3 Partnerships Revolutionizing Payments | POS terminal solutions – total point of sale solutions | CDE

3 Partnerships Revolutionizing Payments

Payment services are finding that collaboration is the key to gaining market share in an increasingly crowded and complex playing field. By seeking out innovative partnerships, payment service providers are finding enormous market opportunities. These three partnerships are game changers in the areas of retail, ecommerce and money transfers

1. Samsung and PayPal: Joining Retail and Ecommerce

In the US tap-and-pay market, most of the talk centers on Apple Pay. However, the most cutting edge developments in mobile wallets are actually found with Google’s mobile wallet, Samsung Pay. Unlike Apple Pay, Samsung Pay is not limited to NFC terminals. Instead, it can be used with virtually any retail terminal, from NFC to mag stripe and EMV terminals.  Samsung Pay uses a technology called magnetic secure transmission (MST) that enables it to communicate with almost all terminals (there is still occasional difficulty with iPad based systems.) CNET explains, “The phone emits a magnetic signal that simulates the magnetic strip found on the back of a credit or debit card.” This makes it an incredibly versatile payment tool for consumers.

As with all mobile wallets, Samsung Pay users can load various credit and debit cards onto their account. But Samsung takes it a step further with its latest payment partner, PayPal. Samsung Pay has made a deal to add PayPal as a supported payment account. Thus, the 200 million PayPal users, who were previously limited to online purchases, can now use their account balances to pay for virtually anything at checkout. And remember, because Samsung Pay is not NFC-limited, this means access to the vast majority retail POS terminals throughout the world.

2. Social Media and Payments: Building Engagement

Not content with the “like” button, social media developers are using payments as a way to increase customer engagement with their platforms. Now, consumers can settle up with a friend via P2P, and even purchase the latest home good or fashion trend, without ever leaving the app. And as 7 out of 10 Americans use social media, building engagement means impacting a very wide audience.

By partnering with P2P payment services, or in some cases, developing their own proprietary systems, social media platforms make it seamless for consumers to transact debit-to-debit payments. Previously, users had to move to a separate P2P service like Venmo or Square Cash. Now, it’s more convenient. Facebook makes it easy to send payments through its Messenger service. With the popular app Snapchat, users can send instant payments as “snapcash.”

Top social media platforms, Instagram and Pinterest, take a different approach. These apps are designed to display and advertise curated visual images, so it makes sense to integrate ecommerce options for consumers who wish to “Buy Now.” With these apps, consumers can either purchase within the app, or they’re instantly redirected to the appropriate order page on the seller’s website.

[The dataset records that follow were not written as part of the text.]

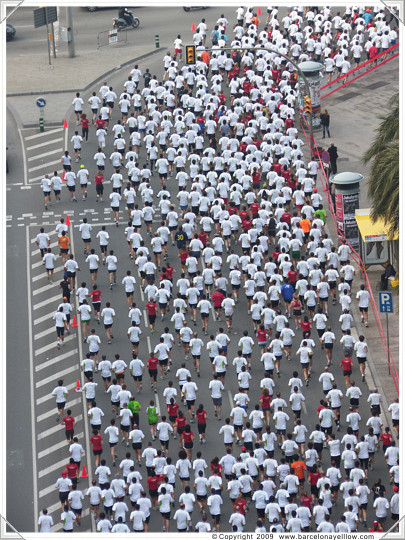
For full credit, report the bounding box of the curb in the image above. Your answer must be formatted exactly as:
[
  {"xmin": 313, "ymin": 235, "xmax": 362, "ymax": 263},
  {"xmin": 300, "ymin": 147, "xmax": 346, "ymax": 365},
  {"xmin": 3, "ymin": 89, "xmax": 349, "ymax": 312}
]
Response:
[{"xmin": 6, "ymin": 47, "xmax": 164, "ymax": 98}]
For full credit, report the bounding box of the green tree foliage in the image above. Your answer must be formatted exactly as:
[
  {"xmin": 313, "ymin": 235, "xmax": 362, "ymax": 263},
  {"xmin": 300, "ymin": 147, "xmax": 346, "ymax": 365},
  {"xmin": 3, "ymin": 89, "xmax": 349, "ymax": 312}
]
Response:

Integrating ecommerce into these platforms has had its speed bumps. For instance, Facebook Stores, the option to buy within a retailer’s FB page, never took off. And Twitter found that purchase buttons weren’t worthwhile. But for platforms that depend on the heroic visual image, like Instagram and Pinterest, it’s a perfect fit.

3. FIs and Zelle: Rebranding P2P

P2P payments have grown faster than anyone anticipated. Experts predict 126 million mobile P2P users by the year 2020. Up to this point, most P2P payments have been facilitated by a hodgepodge of options such as Venmo, Google Wallet or Square Cash. Now, FIs have decided to step into the P2P payments game, offering one consolidated payments product, Zelle.

Zelle (formerly ClearXchange) is a P2P payments service supported by 30 major US banks. Rebranded and released in June 2017, Zelle has come out strong. Due to its wide network of participating banks, Zelle is instantly available to 86 million mobile banking customers.  This gives it a far greater reach than its nearest competitor, PayPal-owned Venmo.

Zelle removes the twin hurdles of finding and activating new users. Gaining new users has been the primary limit to growth for P2P platforms. This makes sense – consumers only need to join platforms that their friends currently use. After all, there’s no point downloading a P2P app if you’ve got no one with whom to send or receive money. But even if consumers downloaded a P2P app, they still faced the pain point of tediously typing in data to set up their accounts. Not so with Zelle. Since Zelle is already a featured option in most mobile banking apps, there’s no additional work required to get started. With 86 million participating consumers, it’s highly likely that consumers will find their friends and colleagues already linked on Zelle.

From trendy social media platforms to serious bank transfers, new partnerships continue to bring innovation and change to the way consumers move their money. By adding value for end users and profitability for developers, these collaborations make the payments world a very exciting place to be.